Summer Smore’s Cupcakes


Chocolate Cake
1 cup – self rising flour
1/2 tsp baking powder
1 1/2 tbsp unsweeted cocoa
1/2 cup room temp butter (margarine will work, too)
1/2 cup fine sugar
2 eggs (I use brown, cage free – you should too)
2 oz melted semisweet chocolate
1 pre made graham cracker pie crust

Marshallow Buttercream
1 can of marshmallow fluff
4 cups of powdered sugar
1 1/2 sticks of softened butter
1 tsp vanilla extract (I use Trade Joe’s Bourbon Vanilla – yum)

How To:

Set oven to 350 and line your cupcake tins; recipe makes 14 cupcakes.

Sift your flour, baking powder and cocoa into a mixing bowl; add room temp butter, sugar and eggs and beat together until silky smooth. Fold in your melted chocolate and set aside.

Remove the plastic packaging from your pre made graham cracker crust. Place entire pie crust tin inside a zip locked freezer bag; turn tin upside down releasing the graham crack crust from the tin into the bag.

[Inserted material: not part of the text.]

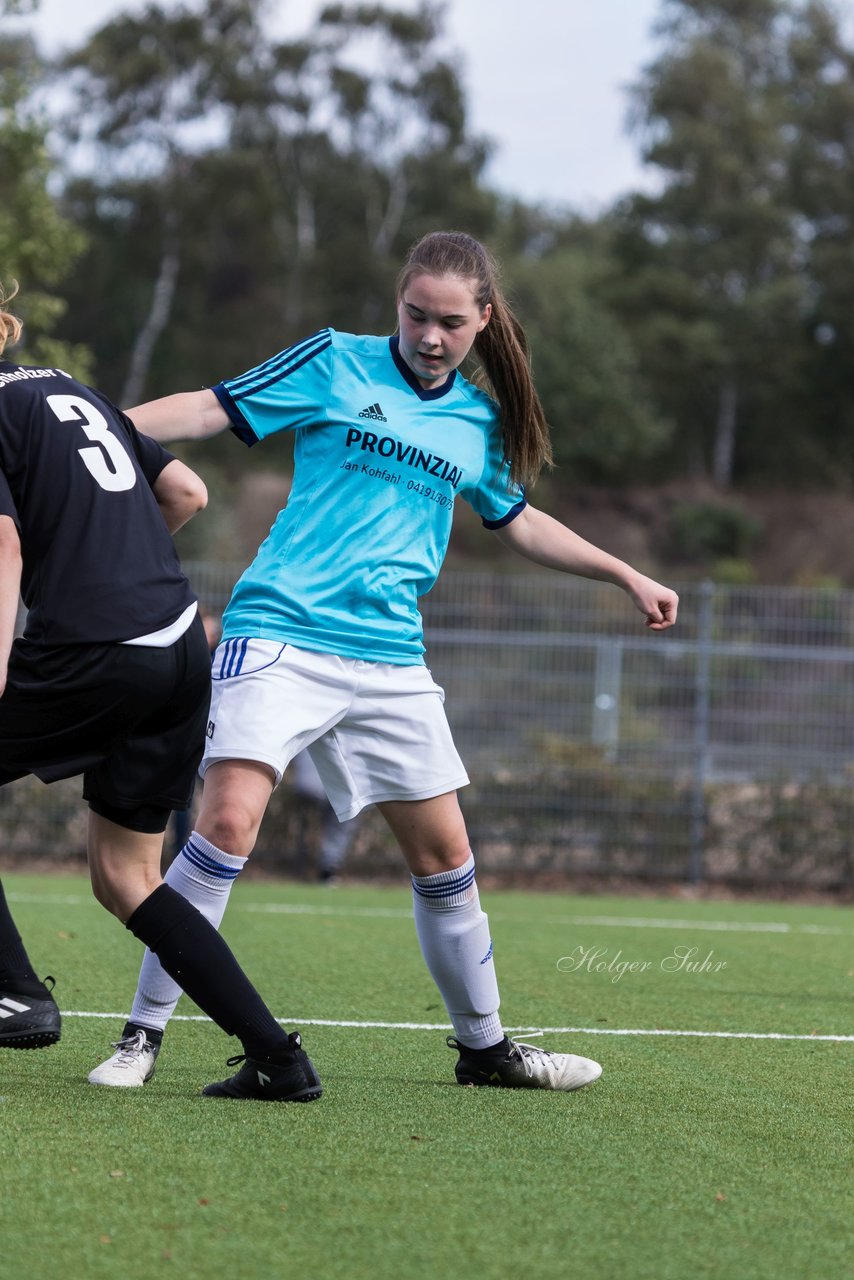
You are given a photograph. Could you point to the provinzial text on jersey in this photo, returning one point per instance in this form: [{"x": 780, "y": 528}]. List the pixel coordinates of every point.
[{"x": 389, "y": 447}]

Zip the bag shut and remove any air pockets from the bag. With a rolling pin, roll over the graham cracker crust, crushing it down to fine crumbs. Since the pre made crust is well, pre made, you won’t need to add sugar, spice or anything nice. You’re welcome. With a large spoon, spoon the now graham cracker crust crumbs into the bottom of your cupcake liners, pressing it down into a solid layer on the bottom of the liners.

Using a trigger release ice cream scooper, neatly put the chocolate batter into the graham cracker lined, liners. Bake for 15-20 minutes or if you want to be like me, until your toothpick comes out clean when pushed into the center of your cupcakes. When done, remove cupcakes from tray to cool and prevent overcooking the bottoms.

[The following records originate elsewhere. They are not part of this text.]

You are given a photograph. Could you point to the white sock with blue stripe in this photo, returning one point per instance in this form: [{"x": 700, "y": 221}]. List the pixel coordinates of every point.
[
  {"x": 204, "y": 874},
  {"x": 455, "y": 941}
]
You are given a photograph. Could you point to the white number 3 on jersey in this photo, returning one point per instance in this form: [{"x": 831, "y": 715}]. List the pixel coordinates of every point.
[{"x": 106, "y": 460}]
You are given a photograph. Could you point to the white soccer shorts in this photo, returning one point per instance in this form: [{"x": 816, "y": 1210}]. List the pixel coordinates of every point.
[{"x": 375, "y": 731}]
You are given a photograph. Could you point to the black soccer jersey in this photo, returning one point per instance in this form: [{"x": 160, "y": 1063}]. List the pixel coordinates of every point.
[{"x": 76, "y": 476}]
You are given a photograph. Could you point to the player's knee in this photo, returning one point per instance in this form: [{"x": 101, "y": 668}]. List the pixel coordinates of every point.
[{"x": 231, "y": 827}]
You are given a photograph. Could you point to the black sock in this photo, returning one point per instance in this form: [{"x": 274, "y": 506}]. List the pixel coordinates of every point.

In your clean/dry mixing bowl, put softened butter, powdered sugar and vanilla. Once fully mixed and creamy, use a butter knife to scrape out the marshmallow fluff into the buttercream mixture. Mix until fully incorporated.

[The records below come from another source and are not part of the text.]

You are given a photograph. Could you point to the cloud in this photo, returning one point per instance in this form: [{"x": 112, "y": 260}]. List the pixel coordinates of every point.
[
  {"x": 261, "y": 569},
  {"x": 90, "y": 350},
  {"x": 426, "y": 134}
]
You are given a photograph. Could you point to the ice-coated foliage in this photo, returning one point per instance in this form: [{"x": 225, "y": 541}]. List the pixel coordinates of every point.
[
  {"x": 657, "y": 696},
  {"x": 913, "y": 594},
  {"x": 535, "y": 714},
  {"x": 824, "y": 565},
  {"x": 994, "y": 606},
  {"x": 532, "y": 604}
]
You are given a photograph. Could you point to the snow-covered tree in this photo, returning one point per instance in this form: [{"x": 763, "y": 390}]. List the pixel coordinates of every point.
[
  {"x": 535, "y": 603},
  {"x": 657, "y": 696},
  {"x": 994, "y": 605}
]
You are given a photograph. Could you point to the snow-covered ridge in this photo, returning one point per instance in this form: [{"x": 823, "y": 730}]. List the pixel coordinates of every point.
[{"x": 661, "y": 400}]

Grab your cooled cupcakes because you’re ready to frost! If you have a pastry bag, fantastic; but if you’re in a pinch and don’t have one, worry not. Grab a zip locked plastic sandwich bag; the thicker ones work best since this buttercream is so sticky and delicious. With a pair of sharp scissors, cut the edge off one of the corners of the bag and spoon in the marshmallow buttercream from the top of the bag, into the corner that you cut. Now, frost and garnish with a sprinkle of graham cracker crust and square of Hershey’s chocolate.